Forts de leur expérience sur la pathogénèse du Sida, les chercheurs ont
développé un modèle de la maladie chez des macaques cynomolgus adultes
ayant un système immunitaire fonctionnel et une physiologie très
similaires à ceux de l’Homme. Ils ont montré que ces animaux, infectés
par le virus du Chikungunya isolé chez les patients au cours de
l’épidémie de l’Ile de la Réunion, présentent toutes les
caractéristiques virologiques et cliniques observées chez l’Homme. Ils
ont mis en évidence certaines caractéristiques propres de la pathologie
comme des atteintes du foie en phase aiguë. Mais la découverte la plus
marquante est le fait que ce virus infecte, notamment, des cellules
impliquées dans les premières étapes des mécanismes de défense de
l’organisme: les macrophages et les cellules dendritiques.
Ces cellules
peuvent héberger le virus plusieurs mois et possèdent également la
propriété d’infiltrer des tissus comme les articulations, les muscles,
les organes lymphoïdes et le foie.
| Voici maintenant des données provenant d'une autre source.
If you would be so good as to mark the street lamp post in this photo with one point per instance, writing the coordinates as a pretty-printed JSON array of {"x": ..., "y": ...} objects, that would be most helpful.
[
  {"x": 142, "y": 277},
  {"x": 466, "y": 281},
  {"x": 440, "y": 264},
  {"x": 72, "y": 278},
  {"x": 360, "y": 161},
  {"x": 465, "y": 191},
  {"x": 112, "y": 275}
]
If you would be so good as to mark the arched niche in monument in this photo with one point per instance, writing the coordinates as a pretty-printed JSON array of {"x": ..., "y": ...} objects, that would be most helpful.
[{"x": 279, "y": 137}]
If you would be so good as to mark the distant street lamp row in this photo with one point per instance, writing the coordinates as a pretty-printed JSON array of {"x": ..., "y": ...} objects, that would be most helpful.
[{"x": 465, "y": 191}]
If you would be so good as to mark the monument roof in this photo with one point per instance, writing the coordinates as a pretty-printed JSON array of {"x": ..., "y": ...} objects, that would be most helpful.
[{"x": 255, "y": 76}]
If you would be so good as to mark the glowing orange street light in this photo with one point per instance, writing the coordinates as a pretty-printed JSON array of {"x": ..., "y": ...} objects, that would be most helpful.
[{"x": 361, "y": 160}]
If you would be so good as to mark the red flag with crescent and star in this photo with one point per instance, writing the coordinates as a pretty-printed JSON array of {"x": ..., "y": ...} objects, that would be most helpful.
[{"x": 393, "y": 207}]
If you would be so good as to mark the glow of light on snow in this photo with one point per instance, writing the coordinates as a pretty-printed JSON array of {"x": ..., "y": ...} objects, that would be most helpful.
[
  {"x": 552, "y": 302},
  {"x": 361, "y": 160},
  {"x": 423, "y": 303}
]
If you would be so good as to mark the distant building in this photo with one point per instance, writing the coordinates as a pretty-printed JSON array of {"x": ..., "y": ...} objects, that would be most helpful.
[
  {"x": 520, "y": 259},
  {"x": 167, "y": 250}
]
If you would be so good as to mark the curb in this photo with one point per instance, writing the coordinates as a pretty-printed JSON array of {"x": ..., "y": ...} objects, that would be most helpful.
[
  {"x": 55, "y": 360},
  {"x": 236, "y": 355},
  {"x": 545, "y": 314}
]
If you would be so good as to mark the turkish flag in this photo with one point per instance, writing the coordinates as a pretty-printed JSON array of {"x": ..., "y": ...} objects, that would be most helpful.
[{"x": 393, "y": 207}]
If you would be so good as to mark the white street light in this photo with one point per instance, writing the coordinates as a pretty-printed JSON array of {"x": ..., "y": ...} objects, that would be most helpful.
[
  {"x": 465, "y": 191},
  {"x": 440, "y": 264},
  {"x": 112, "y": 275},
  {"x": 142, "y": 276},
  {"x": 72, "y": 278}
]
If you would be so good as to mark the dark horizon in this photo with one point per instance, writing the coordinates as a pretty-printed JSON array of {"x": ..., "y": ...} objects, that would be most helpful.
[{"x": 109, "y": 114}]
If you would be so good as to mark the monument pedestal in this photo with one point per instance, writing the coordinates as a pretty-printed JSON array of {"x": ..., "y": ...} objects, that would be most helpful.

Ceci peut expliquer les symptômes
typiques de cette maladie, comme les douleurs musculaires et
articulaires très invalidantes observées à long terme chez les patients.
Les macrophages infectés, mis en évidence par les auteurs de cette
étude, représentent donc une cible potentielle pour le développement de
nouvelles thérapies pour les atteintes chroniques.
Ces résultats, qui permettent de mieux comprendre les mécanismes
conduisant à la maladie, constituent une étape importante dans le
processus de l’innovation en thérapeutique. Les chercheurs du CEA
disposent maintenant des outils qui permettent de tester de nouveaux
traitements en laboratoire. Ceci est essentiel puisque les traitements
actuels à la disposition des médecins sont uniquement symptomatiques.
Enfin, la portée de ces observations pourrait certainement dépasser le
cadre du Chikungunya. La persistance des virus dans les macrophages et
les cellules dendritiques pourrait être un phénomène commun à plusieurs
virus de la même famille, les arbovirus, transmis par les arthropodes.